Human activity is eroding the world's foundations
Nature is declining at rates unprecedented in human history Image: World Economic Forum

There is an urgent need to reset humanity’s relationship with nature. Over the coming year, a series of decisions are set to be taken that will define the direction of our planet’s future. With an agreement on a new 2030 global biodiversity framework, the definition of national contributions to the Paris climate targets and the opportunity to embrace nature based solutions under the UN Climate Convention, a new treaty on the use of living marine resources in high seas, we have a chance to bring the environmental and sustainable development agendas together and deliver an ambitious and science based New Deal for Nature and People.

As world leaders gather in Davos under the theme of “Stakeholders for a Cohesive and Sustainable World” there is a unique opportunity to adopt a growth model that is fit-for-purpose in the 21st century.

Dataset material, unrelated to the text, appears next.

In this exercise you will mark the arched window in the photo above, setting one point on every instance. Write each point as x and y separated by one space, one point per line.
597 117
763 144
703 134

With an increasing number of countries and companies working towards halting and reversing nature loss and securing a zero-net-emissions world by 2050, there is a unique opportunity to use the year 2020 to set in motion systemic changes for the coming decade towards a nature-positive economy. We must identify new mechanisms for financing and collaboration that are public-private and inspire a shared-narrative for halting, restoring and reversing the current trajectory of nature loss and climate change. Businesses create value to support a well-functioning society which in turn exists in delicate balance with the rest of the living beings on the planet. It is imperative that our business and economic structures reflect the necessity of maintaining this balance.